How can we see this? There are several proofs, but here's my favorite. Imagine that we shuffle a fresh-from-the-box deck of cards in the following careful manner. We place the first card, say the Ace of Spades, face down on the table. Then we take the second card, maybe the Deuce of Spades, and randomly place it over or under the ace. Now there are three possible slots for the Three of Spades; choose one at random, putting it on top of the current pile, under the current pile, or between the ace and deuce, each with probability 1/3.

We continue in this manner; the nth card is inserted in one of n possible slots, each with probability 1/n.

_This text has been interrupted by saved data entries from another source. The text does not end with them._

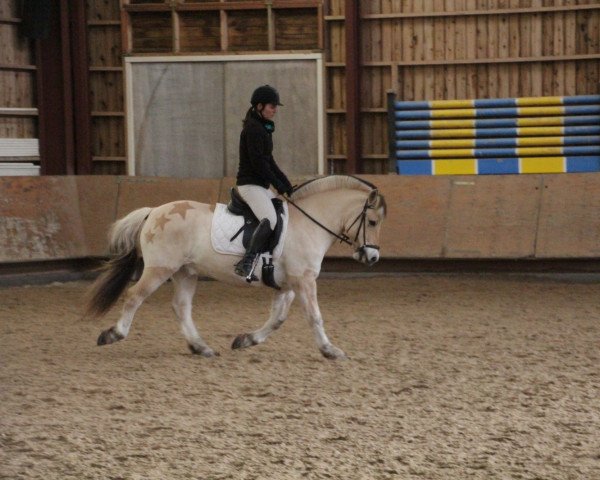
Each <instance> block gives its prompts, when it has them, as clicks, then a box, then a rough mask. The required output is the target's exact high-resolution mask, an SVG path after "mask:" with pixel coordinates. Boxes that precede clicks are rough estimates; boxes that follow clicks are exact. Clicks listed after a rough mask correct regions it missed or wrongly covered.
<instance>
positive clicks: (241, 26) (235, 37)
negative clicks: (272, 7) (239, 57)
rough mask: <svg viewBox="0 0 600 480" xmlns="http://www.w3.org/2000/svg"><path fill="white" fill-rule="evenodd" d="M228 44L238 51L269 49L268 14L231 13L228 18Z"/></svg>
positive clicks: (264, 13)
mask: <svg viewBox="0 0 600 480" xmlns="http://www.w3.org/2000/svg"><path fill="white" fill-rule="evenodd" d="M227 26H228V44H229V46H230V47H231V48H232V49H234V50H237V51H261V50H268V49H269V38H268V28H267V12H266V11H263V10H256V11H254V10H249V11H244V10H241V11H239V12H230V13H229V15H228V17H227Z"/></svg>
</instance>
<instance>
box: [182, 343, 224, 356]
mask: <svg viewBox="0 0 600 480" xmlns="http://www.w3.org/2000/svg"><path fill="white" fill-rule="evenodd" d="M188 347H189V349H190V352H192V353H193V354H194V355H202V356H203V357H206V358H210V357H218V356H219V352H215V351H214V350H213V349H212V348H209V347H197V346H195V345H188Z"/></svg>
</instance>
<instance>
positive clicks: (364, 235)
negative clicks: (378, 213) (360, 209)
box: [345, 198, 379, 259]
mask: <svg viewBox="0 0 600 480" xmlns="http://www.w3.org/2000/svg"><path fill="white" fill-rule="evenodd" d="M374 208H375V207H374V206H373V205H369V199H368V198H367V199H366V200H365V204H364V205H363V209H362V211H361V212H360V213H359V214H358V215H357V217H356V218H355V219H354V221H353V222H352V223H351V224H350V226H349V227H348V231H350V229H351V228H352V227H353V226H354V224H355V223H356V222H358V228H357V229H356V235H354V242H352V243H350V242H348V244H349V245H354V244H356V242H357V241H358V237H359V236H360V232H361V231H362V237H363V238H362V240H363V243H362V246H360V247H358V248H357V249H356V250H355V251H356V252H358V254H359V257H360V258H361V259H362V258H363V257H364V256H365V255H366V253H365V248H372V249H373V250H379V245H374V244H372V243H367V210H373V209H374ZM345 237H346V238H349V237H348V236H347V235H345Z"/></svg>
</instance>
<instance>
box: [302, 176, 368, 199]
mask: <svg viewBox="0 0 600 480" xmlns="http://www.w3.org/2000/svg"><path fill="white" fill-rule="evenodd" d="M340 188H349V189H352V190H362V191H364V192H370V191H371V190H374V189H375V188H376V187H375V185H373V184H372V183H369V182H367V181H366V180H361V179H360V178H357V177H352V176H350V175H329V176H327V177H320V178H315V179H313V180H309V181H308V182H305V183H303V184H301V185H299V186H298V187H297V188H296V190H295V191H294V193H293V194H292V200H294V201H295V200H300V199H302V198H306V197H310V196H311V195H314V194H316V193H321V192H327V191H329V190H338V189H340Z"/></svg>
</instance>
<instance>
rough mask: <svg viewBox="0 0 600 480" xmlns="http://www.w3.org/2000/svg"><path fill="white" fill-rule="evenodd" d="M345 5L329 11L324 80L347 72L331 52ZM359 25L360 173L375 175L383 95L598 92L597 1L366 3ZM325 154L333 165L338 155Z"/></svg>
mask: <svg viewBox="0 0 600 480" xmlns="http://www.w3.org/2000/svg"><path fill="white" fill-rule="evenodd" d="M343 3H344V2H343V1H341V0H338V1H330V2H327V5H326V10H325V11H326V20H328V21H327V23H326V25H327V31H326V33H325V36H326V38H327V40H328V43H327V46H328V51H327V55H328V59H329V61H330V63H329V65H328V66H329V68H328V70H327V75H328V76H334V75H337V70H339V69H343V67H344V65H343V61H344V56H343V55H342V54H341V49H340V48H337V49H333V46H334V45H343V44H344V41H343V39H342V38H340V35H343V32H344V18H343V14H344V11H343ZM361 19H362V20H361V41H362V45H361V65H362V71H361V78H362V86H361V91H362V98H361V102H362V107H363V108H362V112H363V113H362V116H361V123H362V129H363V134H362V145H363V152H362V159H361V163H362V166H363V170H364V171H368V172H378V171H377V168H378V166H377V165H379V164H380V163H381V162H380V159H379V155H381V153H382V152H381V151H379V141H378V139H380V138H387V124H386V123H385V122H383V119H384V118H385V115H386V113H385V111H381V112H378V111H377V109H378V108H380V106H385V92H386V91H387V90H389V89H393V90H395V91H397V92H398V94H399V98H400V99H403V100H439V99H464V98H501V97H519V96H547V95H557V96H566V95H578V94H594V93H598V92H599V91H600V86H599V81H600V80H599V77H598V73H599V69H600V30H599V28H600V2H599V1H598V0H522V1H521V0H453V1H449V0H426V1H422V0H371V1H365V2H361ZM334 38H335V39H336V42H335V44H334V42H333V39H334ZM340 63H341V64H340ZM328 85H330V86H333V82H330V83H329V84H328ZM328 113H329V115H330V116H331V115H337V116H340V112H339V111H338V110H336V111H333V112H328ZM341 113H343V111H342V112H341ZM341 118H343V117H341ZM376 119H377V120H376ZM332 123H334V122H328V125H331V124H332ZM335 128H343V126H342V125H340V124H339V122H335ZM329 152H330V153H329V155H330V159H331V161H335V163H336V168H339V165H340V163H342V164H343V160H344V158H343V154H342V153H341V151H340V150H338V149H336V148H334V149H333V151H332V148H329ZM374 165H375V166H374ZM378 173H383V171H381V172H378Z"/></svg>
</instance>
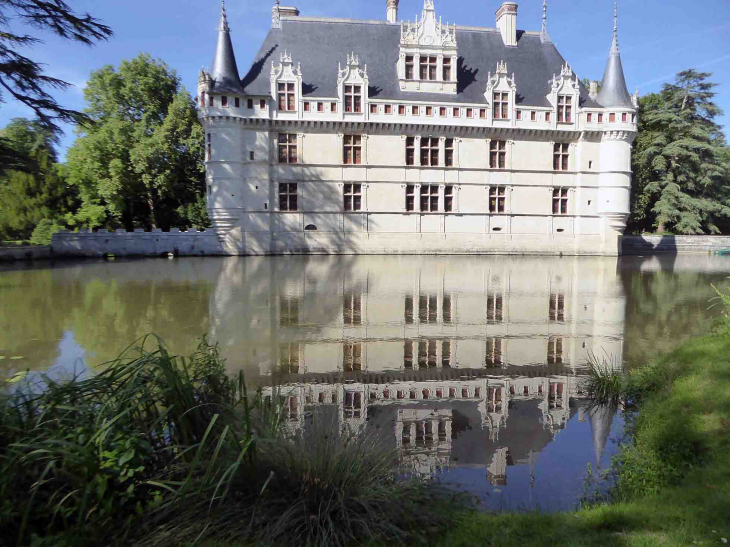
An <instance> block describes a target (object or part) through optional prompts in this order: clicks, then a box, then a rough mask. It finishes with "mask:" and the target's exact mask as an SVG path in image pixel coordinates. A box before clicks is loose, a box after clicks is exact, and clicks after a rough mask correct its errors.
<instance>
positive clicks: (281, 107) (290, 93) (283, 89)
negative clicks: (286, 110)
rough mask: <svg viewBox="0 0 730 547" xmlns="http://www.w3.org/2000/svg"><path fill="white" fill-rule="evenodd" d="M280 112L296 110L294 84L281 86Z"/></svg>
mask: <svg viewBox="0 0 730 547" xmlns="http://www.w3.org/2000/svg"><path fill="white" fill-rule="evenodd" d="M279 110H296V103H295V101H294V84H293V83H290V84H284V83H280V84H279Z"/></svg>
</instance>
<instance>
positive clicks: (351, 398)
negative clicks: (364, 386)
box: [345, 391, 362, 418]
mask: <svg viewBox="0 0 730 547" xmlns="http://www.w3.org/2000/svg"><path fill="white" fill-rule="evenodd" d="M361 414H362V393H360V392H359V391H356V392H352V391H348V392H346V393H345V418H359V417H360V416H361Z"/></svg>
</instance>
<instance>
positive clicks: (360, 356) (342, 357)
mask: <svg viewBox="0 0 730 547" xmlns="http://www.w3.org/2000/svg"><path fill="white" fill-rule="evenodd" d="M342 350H343V351H342V370H343V371H345V372H352V371H353V370H362V344H344V347H343V348H342Z"/></svg>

The result eventually is a perfectly random permutation of the cards.

Now think of the cards that go in above the Ace of Spades as the coins (not counting the first) that go into Urn A, and the ones that go under as coins going into Urn B. The magnetic rule above describes the process perfectly, because if there are currently x−1 cards above the Ace of Spades (thus x slots) and y−1 cards under the Ace of Spades (thus y slots), the probability that the next card goes above the Ace of Spades is x/(x+y).

Since, in the final shuffled deck, the Ace of Spades is equally likely to be in any position, the number of slots ending up above it is equally likely to be anything from 1 to the number of cards in our deck, which for our puzzle is 999,999.

[Probabilists call the mechanism of this puzzle the Polya urn, after the late George Polya, a Hungarian-born professor at Stanford who famously wrote about problem-solving in mathematics.]